Humana oggi raccoglie e recupera oltre 20.000 tonnellate d’indumenti usati e rifiuti tessili grazie a 5.000 contenitori stradali posizionati in circa 1.200 comuni italiani. Di quei capi, il 70% è destinato al riutilizzo, sia attraverso una rete di negozi di moda vintage e second hand presenti a Milano, Torino e Roma, sia mediante l’invio di vestiti in Africa, mentre il 25% è destinato a riciclo e recupero. Una scelta di stile che è anche una scelta di campo.
CARTIERA FAVINI
E se a colazione poteste farvi una spremuta e poi scrivere i vostri appunti sugli scarti dell’arancia?
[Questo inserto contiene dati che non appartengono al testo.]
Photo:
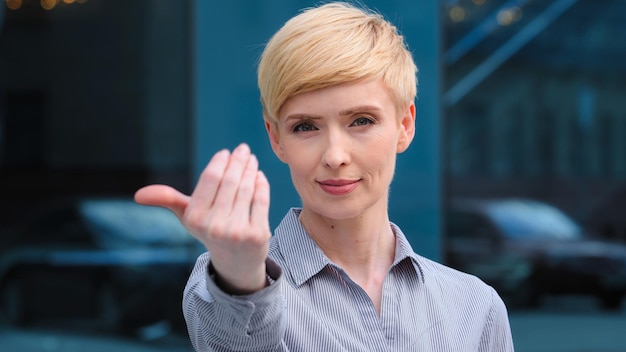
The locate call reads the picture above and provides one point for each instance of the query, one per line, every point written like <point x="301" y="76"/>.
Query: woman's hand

Inizia così il racconto radiofonico che snocciola la storia della Cartiera Favini, nata nel 1736 e impegnata dagli anni ’90 nella ricerca di materie prime alternative alla cellulosa di albero e nell’uso creativo di materiali di scarto per la produzione di carta, ecopelle e abbigliamento tecnico-sportivo.
Residui e sottoprodotti di scarso valore derivanti da altre filiere vengono rivalorizzati come materia prima nobile e impiegati per la produzione di nuova carta, invece di essere conferiti in discarica o destinati all’incenerimento. C’è la Shiro Alga Carta, ricavata dalle alghe infestanti che mettono a rischio il fragile ecosistema della Laguna di Venezia; c’è Crush, la gamma di carta realizzata con sottoprodotti di lavorazioni agro-industriali – mandorle, nocciole, agrumi, caffè, mais, kiwi, lavanda, ciliegia, uva e olive – e poi c’è Remake, composta al 30% da cellulosa di riciclo post consumo certificata FSC e al 25% da fibra derivante dagli scarti di lavorazione del cuoio italiano. L’esperienza di Favini, che da decenni progetta e realizza carta di alto valore per la stampa e imballaggi per i prodotti realizzati da importanti gruppi internazionali del settore della moda e del design, dimostra che l’economia circolare è una prospettiva a portata anche della grande industria. Basta volerlo.
REWARE
La Società Cooperativa Reware è un’impresa sociale romana specializzata da dieci anni nel campo della riparazione e rigenerazione delle apparecchiature informatiche dismesse dalle aziende. Reware intercetta i computer prima che diventino prematuramente rifiuti, li disassembla e testa le componenti per ricostruire macchine ancora funzionanti. Nel solo 2015 ne ha rigenerate quasi 6 tonnellate. Valorizzare i beni elettronici attraverso processi di riutilizzo consente ai computer di passare da una media di quattro anni di vita ad otto, dimezzando l’impatto ambientale imputabile ai rifiuti generati. Anche gli scarti di lavorazione vengono separati con cura e venduti ad aziende specializzate nella trasformazione delle componenti elettroniche in materia prima seconda. I lavoratori della cooperativa collaborano inoltre da anni con attori del terzo settore partecipando a progetti di cooperazione in Africa, realizzando workshop internazionali per aspiranti operatori del settore, organizzando corsi agli operatori del sociale della Provincia di Roma e seminari per migranti, nelle scuole e nel carcere minorile di Casal Del Marmo.